Let’s remember Jesus said, “Out of the heart the mouth speaks.” Sometimes, I wish he would have said, “From the thumbs the heart tweets.”
Yet some of the Neo-Luddism also is an attempt to become more purposefully disciplined. Some of us can become seriously and negatively addicted to our smart devices, which may lead to dumbed-down living.
For instance, I have just about decided against using PowerPoint during preaching anymore, attempting now to paint more word pictures through narratives and metaphors. It turns out the Bible is full of pictures and good stories if we have eyes to see them.
I also have tried to become more intentional about speaking to someone via phone or in person instead of emails. Communication is difficult enough without any mechanism to translate word inflections or emojis. I also have started to turn off my phone most weekends. Email is only read during office hours. And I deleted all personal social media accounts.
Simplicity & sanity
You would not believe how these simple actions have helped me retain a modicum of sanity. I even toyed with the idea of getting one of those old-fashioned flip phones, which would be a great conversation piece with young people in my congregation.
Our church recently got in on the act, too. We committed the majority of a week last fall to a plan called “Simplify For Him.” The idea was for the church to enjoy the spiritual discipline of simplicity for a period of time during one of the busiest eras of the year in West Texas—football season. We committed to pray and worship together nightly from Sunday through Wednesday. We figured if the church in Acts could gather together for worship daily, then we could sacrifice a week.

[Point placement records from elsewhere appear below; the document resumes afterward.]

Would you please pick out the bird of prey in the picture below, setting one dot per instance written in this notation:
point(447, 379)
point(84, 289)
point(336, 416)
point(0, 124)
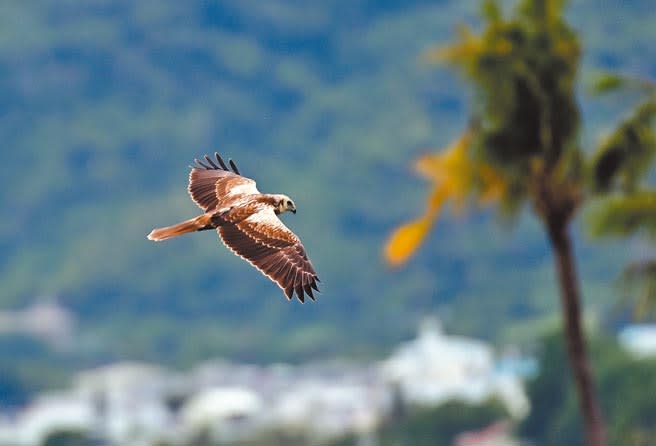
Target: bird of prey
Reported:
point(248, 224)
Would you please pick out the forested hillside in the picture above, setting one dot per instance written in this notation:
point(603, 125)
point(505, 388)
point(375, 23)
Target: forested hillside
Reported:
point(104, 104)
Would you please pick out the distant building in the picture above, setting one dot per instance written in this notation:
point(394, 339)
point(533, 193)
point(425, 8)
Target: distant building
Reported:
point(435, 368)
point(134, 403)
point(46, 319)
point(639, 339)
point(497, 434)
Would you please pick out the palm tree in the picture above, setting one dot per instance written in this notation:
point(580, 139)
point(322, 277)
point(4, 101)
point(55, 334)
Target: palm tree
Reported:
point(626, 202)
point(521, 148)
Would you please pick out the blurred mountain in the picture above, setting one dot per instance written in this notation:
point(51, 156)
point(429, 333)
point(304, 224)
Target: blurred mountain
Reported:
point(104, 104)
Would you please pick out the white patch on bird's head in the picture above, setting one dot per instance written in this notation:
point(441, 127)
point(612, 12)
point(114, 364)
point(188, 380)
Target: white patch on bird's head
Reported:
point(282, 204)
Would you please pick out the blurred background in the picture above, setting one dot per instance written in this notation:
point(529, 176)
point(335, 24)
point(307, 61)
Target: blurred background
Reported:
point(108, 338)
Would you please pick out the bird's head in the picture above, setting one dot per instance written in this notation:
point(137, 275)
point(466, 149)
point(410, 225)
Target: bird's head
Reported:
point(284, 204)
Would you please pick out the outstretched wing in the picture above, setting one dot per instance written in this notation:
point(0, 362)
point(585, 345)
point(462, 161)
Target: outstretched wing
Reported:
point(212, 185)
point(267, 244)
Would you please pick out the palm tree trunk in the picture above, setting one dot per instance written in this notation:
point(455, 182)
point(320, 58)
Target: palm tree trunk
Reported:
point(570, 300)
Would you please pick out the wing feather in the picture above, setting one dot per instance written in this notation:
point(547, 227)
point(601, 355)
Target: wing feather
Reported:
point(267, 244)
point(213, 186)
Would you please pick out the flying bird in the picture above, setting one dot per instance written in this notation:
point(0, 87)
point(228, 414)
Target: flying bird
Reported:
point(248, 224)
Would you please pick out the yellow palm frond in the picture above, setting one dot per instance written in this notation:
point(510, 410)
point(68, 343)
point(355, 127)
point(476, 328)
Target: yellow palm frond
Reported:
point(455, 177)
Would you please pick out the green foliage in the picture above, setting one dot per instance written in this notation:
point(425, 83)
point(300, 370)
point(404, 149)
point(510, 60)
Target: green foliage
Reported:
point(607, 82)
point(626, 386)
point(624, 159)
point(524, 69)
point(105, 103)
point(625, 214)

All of this to say Neo-Luddism may not be all that bad after all. A bit of tamed skepticism applied to technological progress can save the church from divisive pitfalls. So, before we send the next text message, jump on social networking during a long line at the grocery store, and certainly before we think about tweeting during our commute, let’s consider what it means to be content in all circumstances (Philippians 4:11-13).
James Hassell is senior pastor of First Baptist Church in San Angelo.